Luhut dan Misi Menjaga “Nafas” Program Makan Bergizi Gratis di Tengah Sorotan Publik

downloadgram.org 539153405 18324685822230992 1425770188299168718 n

BicaraPlus — Ketika sejumlah daerah dilanda kasus keracunan massal dari program Makan Bergizi Gratis (MBG), suara publik mulai meninggi, hentikan dulu, benahi kemudian. Tapi bagi Luhut Binsar Pandjaitan, Ketua Dewan Ekonomi Nasional (DEN), program itu terlalu penting untuk berhenti di tengah jalan. “Kita jangan seperti gigit cabai, maunya langsung pedas,” katanya.

Di ruang konferensi pers Kantor DEN, Jakarta Pusat, Jumat sore, Luhut berbicara dengan nada yang khas tegas, tapi tidak terburu-buru. Ia tahu, publik sedang resah. Dalam beberapa pekan terakhir, program Makan Bergizi Gratis jadi sorotan tajam dari isu pengadaan bahan pangan hingga kasus keracunan yang menimpa sejumlah pelajar. Desakan untuk menghentikan program ini menguat, tapi bagi Luhut, mundur bukan pilihan.
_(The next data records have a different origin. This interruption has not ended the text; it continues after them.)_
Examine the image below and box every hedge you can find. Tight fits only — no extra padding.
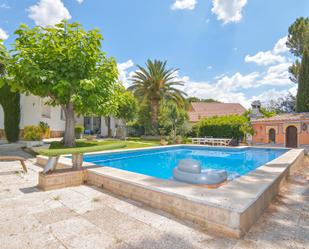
[0,84,20,143]
[193,115,248,139]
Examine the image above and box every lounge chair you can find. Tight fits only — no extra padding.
[0,156,28,173]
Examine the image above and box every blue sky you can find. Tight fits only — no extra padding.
[0,0,309,106]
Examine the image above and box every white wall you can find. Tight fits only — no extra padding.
[101,117,122,136]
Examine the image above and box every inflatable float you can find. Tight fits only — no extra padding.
[173,159,227,185]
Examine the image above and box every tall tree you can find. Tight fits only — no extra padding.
[0,40,20,143]
[296,49,309,112]
[286,17,309,83]
[8,21,118,147]
[129,60,186,130]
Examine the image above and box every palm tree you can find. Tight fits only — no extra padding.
[129,60,186,128]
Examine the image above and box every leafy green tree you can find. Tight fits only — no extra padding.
[8,21,118,147]
[286,17,309,83]
[115,84,137,122]
[129,60,186,130]
[0,40,20,143]
[193,115,251,140]
[0,83,20,143]
[296,50,309,112]
[159,102,188,141]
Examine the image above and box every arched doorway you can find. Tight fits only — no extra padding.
[285,126,298,148]
[268,128,276,144]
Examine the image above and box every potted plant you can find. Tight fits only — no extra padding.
[75,125,84,139]
[23,125,43,148]
[39,121,50,138]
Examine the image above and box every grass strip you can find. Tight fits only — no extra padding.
[38,142,127,156]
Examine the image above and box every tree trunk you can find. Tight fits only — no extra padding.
[63,103,75,147]
[151,99,159,129]
[107,116,112,137]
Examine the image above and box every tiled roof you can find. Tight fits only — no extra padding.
[251,112,309,123]
[188,102,246,122]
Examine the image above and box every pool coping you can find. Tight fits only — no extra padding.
[35,145,304,237]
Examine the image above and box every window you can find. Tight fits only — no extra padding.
[42,101,51,118]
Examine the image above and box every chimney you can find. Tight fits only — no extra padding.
[249,100,264,119]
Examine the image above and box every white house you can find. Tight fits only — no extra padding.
[0,94,123,139]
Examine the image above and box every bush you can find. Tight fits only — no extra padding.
[75,125,85,134]
[24,125,44,141]
[39,121,49,134]
[193,115,248,140]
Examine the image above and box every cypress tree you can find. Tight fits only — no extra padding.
[0,84,20,143]
[296,49,309,112]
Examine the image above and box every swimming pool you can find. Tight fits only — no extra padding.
[84,146,288,179]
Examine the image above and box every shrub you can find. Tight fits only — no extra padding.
[75,125,85,134]
[193,115,248,140]
[24,125,43,141]
[39,121,49,134]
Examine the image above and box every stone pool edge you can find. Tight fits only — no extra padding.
[37,145,304,238]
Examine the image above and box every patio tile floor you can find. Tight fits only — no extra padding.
[0,154,309,249]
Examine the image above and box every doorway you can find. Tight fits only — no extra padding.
[285,126,298,148]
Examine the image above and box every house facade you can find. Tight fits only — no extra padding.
[251,113,309,148]
[188,102,246,123]
[0,94,123,139]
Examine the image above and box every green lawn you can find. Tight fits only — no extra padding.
[39,138,160,156]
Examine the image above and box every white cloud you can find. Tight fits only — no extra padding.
[216,72,260,90]
[245,51,285,66]
[258,62,293,86]
[173,59,293,108]
[211,0,247,24]
[171,0,197,10]
[273,36,289,54]
[0,28,9,40]
[117,60,134,87]
[27,0,71,26]
[245,36,289,66]
[248,87,296,106]
[0,3,11,9]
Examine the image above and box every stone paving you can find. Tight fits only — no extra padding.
[0,155,309,249]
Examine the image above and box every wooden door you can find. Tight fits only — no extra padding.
[285,126,298,148]
[268,129,276,144]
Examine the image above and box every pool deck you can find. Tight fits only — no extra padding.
[0,149,309,249]
[38,145,304,238]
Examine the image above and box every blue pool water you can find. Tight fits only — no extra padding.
[84,146,287,179]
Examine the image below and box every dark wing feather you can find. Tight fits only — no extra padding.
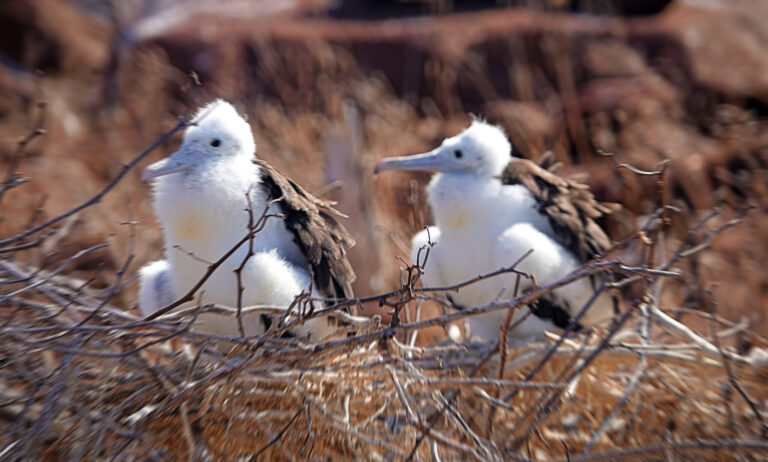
[501,156,612,262]
[253,160,355,299]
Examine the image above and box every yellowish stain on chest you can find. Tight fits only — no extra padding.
[172,214,215,241]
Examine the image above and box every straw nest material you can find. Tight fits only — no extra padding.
[0,270,768,460]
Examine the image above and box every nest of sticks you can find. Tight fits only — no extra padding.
[0,103,768,461]
[0,265,768,460]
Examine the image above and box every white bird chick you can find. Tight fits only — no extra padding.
[139,100,354,339]
[374,120,613,340]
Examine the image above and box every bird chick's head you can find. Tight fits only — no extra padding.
[141,99,256,181]
[374,119,512,178]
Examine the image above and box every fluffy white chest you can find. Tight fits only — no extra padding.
[427,175,552,306]
[150,161,306,296]
[420,175,589,338]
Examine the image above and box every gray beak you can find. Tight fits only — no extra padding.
[373,150,450,174]
[141,151,192,183]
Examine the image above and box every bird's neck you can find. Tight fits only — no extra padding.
[427,172,501,231]
[155,157,262,261]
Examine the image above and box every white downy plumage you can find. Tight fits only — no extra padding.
[139,100,352,339]
[375,120,613,340]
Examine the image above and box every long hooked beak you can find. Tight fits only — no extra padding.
[373,149,456,174]
[141,149,192,183]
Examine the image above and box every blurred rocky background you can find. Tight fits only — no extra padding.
[0,0,768,335]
“Nggak usah dihentikan. Kita sudah lihat bagus kok. Apanya dihentikan? Ya kan memulainya ini yang jadi masalah. Kadang kita pengin cepat buahnya. Seperti gigit cabai, langsung pedasnya. Nggak bisa gitu,” ujarnya.

Kalimat itu mungkin terdengar ringan, tapi mencerminkan sesuatu yang lebih dalam: keyakinan bahwa perbaikan harus berjalan bersamaan dengan pelaksanaan. Program yang lahir di tengah tekanan inflasi pangan dan isu gizi buruk ini, kata Luhut, perlu waktu. “Yang penting prosesnya kita lihat bagus, jalan. Kalau kurang di sana-sini, kita perbaiki,” tambahnya.
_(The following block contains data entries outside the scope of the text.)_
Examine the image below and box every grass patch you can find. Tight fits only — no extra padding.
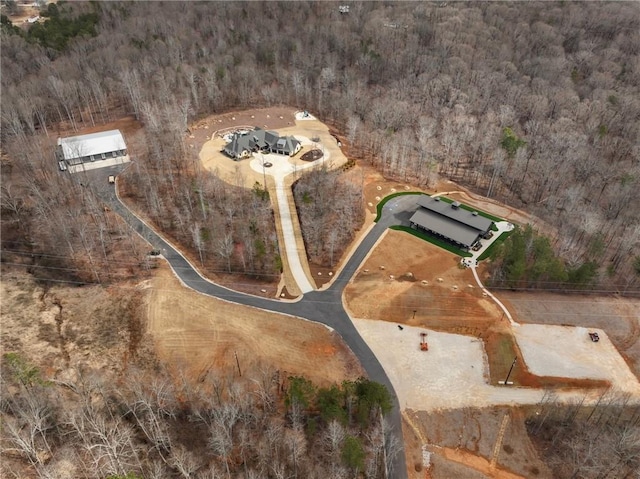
[478,230,514,261]
[439,196,505,223]
[373,191,423,223]
[389,225,472,258]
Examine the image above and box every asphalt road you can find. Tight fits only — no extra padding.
[81,165,416,478]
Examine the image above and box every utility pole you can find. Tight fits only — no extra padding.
[260,153,267,193]
[504,356,518,386]
[233,351,242,377]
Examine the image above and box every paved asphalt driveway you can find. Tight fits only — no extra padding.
[81,166,416,478]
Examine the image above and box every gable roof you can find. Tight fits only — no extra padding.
[224,127,300,158]
[58,130,127,159]
[417,195,493,233]
[409,208,481,247]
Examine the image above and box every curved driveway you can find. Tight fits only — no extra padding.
[90,169,416,478]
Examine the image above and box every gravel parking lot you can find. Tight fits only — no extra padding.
[513,324,640,395]
[354,319,640,412]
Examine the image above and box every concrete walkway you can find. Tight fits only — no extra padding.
[462,221,520,326]
[275,177,315,294]
[249,142,330,294]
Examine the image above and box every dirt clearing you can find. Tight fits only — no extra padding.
[344,230,506,331]
[148,265,364,385]
[513,324,640,397]
[0,270,154,378]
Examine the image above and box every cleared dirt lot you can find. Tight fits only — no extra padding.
[344,226,637,479]
[513,324,640,397]
[497,291,640,378]
[345,230,506,330]
[148,265,364,385]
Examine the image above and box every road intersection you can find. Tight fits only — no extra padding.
[82,168,416,478]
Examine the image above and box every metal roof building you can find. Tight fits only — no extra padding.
[409,195,493,248]
[58,130,127,164]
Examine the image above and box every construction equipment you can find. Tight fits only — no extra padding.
[420,333,429,351]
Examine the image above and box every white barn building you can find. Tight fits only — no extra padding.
[56,130,130,173]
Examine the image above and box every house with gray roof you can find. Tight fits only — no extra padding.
[409,195,493,249]
[224,127,302,160]
[56,130,129,173]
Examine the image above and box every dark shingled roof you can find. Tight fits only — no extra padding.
[224,127,300,158]
[409,195,493,247]
[418,195,493,233]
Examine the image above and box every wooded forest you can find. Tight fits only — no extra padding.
[0,353,399,479]
[1,2,640,290]
[526,390,640,479]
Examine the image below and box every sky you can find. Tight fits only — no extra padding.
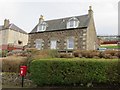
[0,0,119,35]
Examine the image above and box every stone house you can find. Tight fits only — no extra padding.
[0,19,28,50]
[28,6,98,50]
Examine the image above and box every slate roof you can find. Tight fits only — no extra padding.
[0,24,27,34]
[30,14,90,33]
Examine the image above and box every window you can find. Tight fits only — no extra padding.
[50,40,57,49]
[67,17,79,28]
[38,22,47,32]
[67,37,74,49]
[35,39,43,50]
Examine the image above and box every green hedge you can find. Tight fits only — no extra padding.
[30,58,120,86]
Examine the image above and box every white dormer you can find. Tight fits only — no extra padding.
[37,22,47,32]
[67,17,79,28]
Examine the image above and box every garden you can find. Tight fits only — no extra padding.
[2,49,120,87]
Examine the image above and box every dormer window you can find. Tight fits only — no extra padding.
[37,22,47,32]
[67,17,79,28]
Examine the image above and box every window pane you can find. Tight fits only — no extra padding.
[51,40,57,49]
[67,38,74,49]
[70,21,74,27]
[35,40,42,50]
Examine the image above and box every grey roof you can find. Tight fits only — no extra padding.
[30,14,90,33]
[0,24,27,34]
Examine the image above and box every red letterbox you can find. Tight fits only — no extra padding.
[20,66,27,76]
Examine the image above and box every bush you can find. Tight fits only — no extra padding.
[2,56,27,72]
[73,50,120,59]
[30,58,120,86]
[0,50,8,57]
[73,50,100,58]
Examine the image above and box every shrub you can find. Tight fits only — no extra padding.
[73,50,100,58]
[30,58,119,86]
[2,56,27,72]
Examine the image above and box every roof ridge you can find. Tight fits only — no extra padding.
[45,14,88,22]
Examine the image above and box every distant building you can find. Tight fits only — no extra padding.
[97,35,120,45]
[28,6,98,50]
[0,19,28,50]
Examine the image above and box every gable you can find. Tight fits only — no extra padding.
[0,24,27,34]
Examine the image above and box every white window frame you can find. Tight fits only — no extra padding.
[37,22,47,32]
[67,17,79,28]
[67,37,75,49]
[35,39,43,50]
[50,40,57,49]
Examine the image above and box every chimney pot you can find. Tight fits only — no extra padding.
[39,15,44,23]
[88,6,93,17]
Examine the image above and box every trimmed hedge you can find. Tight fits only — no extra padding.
[30,58,120,86]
Di Lapangan, Bukan Hanya di Atas Kertas

Luhut mengaku tak sekadar mendengar laporan dari meja rapat. Ia turun langsung meninjau data dan lokasi, memastikan pelaksanaan program berjalan sesuai standar. Menurutnya, Badan Gizi Nasional (BGN) kini terus berbenah, baik dari sisi higienitas, distribusi, maupun serapan anggaran.

Serapan anggaran, isu klasik dalam banyak program pemerintah, kini menjadi perhatian khusus. Dalam rapat bersama Kepala BGN Dadan Hindayana, Luhut menegaskan agar penggunaan dana tak lagi tersendat. “Penyerapan anggarannya sekarang sudah sangat membaik. Menteri Keuangan nggak perlu ambil lagi anggaran yang tidak terserap,” katanya.
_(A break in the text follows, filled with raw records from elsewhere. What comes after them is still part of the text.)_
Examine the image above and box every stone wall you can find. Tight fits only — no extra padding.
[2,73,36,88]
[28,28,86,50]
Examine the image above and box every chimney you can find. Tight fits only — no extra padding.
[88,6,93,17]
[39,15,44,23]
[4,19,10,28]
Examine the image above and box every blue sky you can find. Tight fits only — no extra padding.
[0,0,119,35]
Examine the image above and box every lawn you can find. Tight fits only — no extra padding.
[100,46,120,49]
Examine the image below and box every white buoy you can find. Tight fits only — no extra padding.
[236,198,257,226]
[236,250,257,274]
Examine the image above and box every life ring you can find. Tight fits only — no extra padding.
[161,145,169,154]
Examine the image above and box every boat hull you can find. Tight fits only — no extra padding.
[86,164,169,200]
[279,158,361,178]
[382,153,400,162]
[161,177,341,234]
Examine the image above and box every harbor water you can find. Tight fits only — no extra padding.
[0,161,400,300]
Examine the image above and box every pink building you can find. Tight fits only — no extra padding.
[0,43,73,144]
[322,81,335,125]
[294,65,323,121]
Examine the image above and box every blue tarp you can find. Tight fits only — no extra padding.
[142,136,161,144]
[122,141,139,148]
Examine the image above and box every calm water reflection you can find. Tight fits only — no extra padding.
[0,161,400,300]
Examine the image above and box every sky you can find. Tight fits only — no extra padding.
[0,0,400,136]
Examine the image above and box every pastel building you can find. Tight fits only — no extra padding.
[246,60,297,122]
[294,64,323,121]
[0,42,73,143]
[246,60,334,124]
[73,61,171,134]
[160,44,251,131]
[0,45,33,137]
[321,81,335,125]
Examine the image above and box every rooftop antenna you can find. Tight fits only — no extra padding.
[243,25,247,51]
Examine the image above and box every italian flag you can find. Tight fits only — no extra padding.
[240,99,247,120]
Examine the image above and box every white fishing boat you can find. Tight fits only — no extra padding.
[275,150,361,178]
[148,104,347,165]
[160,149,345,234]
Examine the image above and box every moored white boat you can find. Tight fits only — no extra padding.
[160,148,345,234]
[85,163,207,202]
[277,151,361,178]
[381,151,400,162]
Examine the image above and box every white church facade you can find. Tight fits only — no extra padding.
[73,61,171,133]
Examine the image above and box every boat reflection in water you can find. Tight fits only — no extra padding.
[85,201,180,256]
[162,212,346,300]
Ucapan itu bukan sekadar pernyataan teknis. Di belakangnya, tersimpan peringatan. Beberapa hari sebelumnya, Menteri Keuangan Purbaya Yudhi Sadewa sempat mewanti-wanti, anggaran MBG senilai Rp71 triliun bisa dipotong jika penyerapannya tak membaik sampai Oktober 2025.

Luhut paham betul arti peringatan itu. Dana yang tak terserap berarti roda ekonomi daerah tak berputar, dan ribuan tenaga kerja kehilangan peluang. Ia menegaskan, “Kalau uang berputar di bawah, ekonomi ikut bergerak.”

Di Antara Harapan dan Kritik

Program Makan Bergizi Gratis diluncurkan dengan ambisi besar menekan stunting, membuka lapangan kerja, dan menggerakkan ekonomi pangan lokal. Namun di lapangan, pelaksanaannya jauh dari mulus. Insiden keracunan di beberapa wilayah membuat publik bertanya-tanya, seberapa siap pemerintah menjalankan program sebesar ini?

Luhut tak menutup mata terhadap kritik itu. Ia mengaku prihatin, tapi menolak pesimisme. “Bangsa kita ini bangsa besar. Jangan terlalu cepat menilai gagal hanya karena ada yang kurang.”
Ia bahkan meminta BGN mempercepat sertifikasi higienis bagi Satuan Pelayanan Pemenuhan Gizi (SPPG) agar insiden serupa tak terulang.

Di sisi lain, Kepala BGN Dadan Hindayana berusaha menampilkan sisi optimistis. Ia menyebut, hingga kini realisasi serapan anggaran sudah mencapai Rp21,64 triliun, atau sekitar 34 persen dari total. Dari dana itu, Rp18,63 triliun dialokasikan langsung untuk makan bergizi, menjangkau 37 persen penerima manfaat dalam sembilan bulan pertama.

Antara Ideal dan Realita

Luhut menyadari, membangun program nasional bukan perkara instan. “Jangan berharap enam bulan langsung beres semua,” katanya, sembari menegaskan bahwa perbaikan berjalan bertahap. Dalam tiga bulan ke depan, ia yakin hasilnya akan lebih baik.

Mungkin pernyataan itu terdengar seperti retorika khas pejabat, tapi ada sesuatu yang menarik dari caranya memandang kebijakan: ia menempatkan kesabaran sebagai bentuk tanggung jawab. “Barang baru, ya pasti ada kurang di sana-sini,” ujarnya. “Yang penting niatnya jelas dan perbaikannya nyata.”

Program Makan Bergizi Gratis kini berada di persimpangan antara keyakinan pemerintah dan keraguan publik. Namun jika apa yang dikatakan Luhut benar bahwa setiap perubahan besar butuh waktu untuk matang, maka tantangannya bukan hanya soal makanan bergizi, tapi juga soal kepercayaan.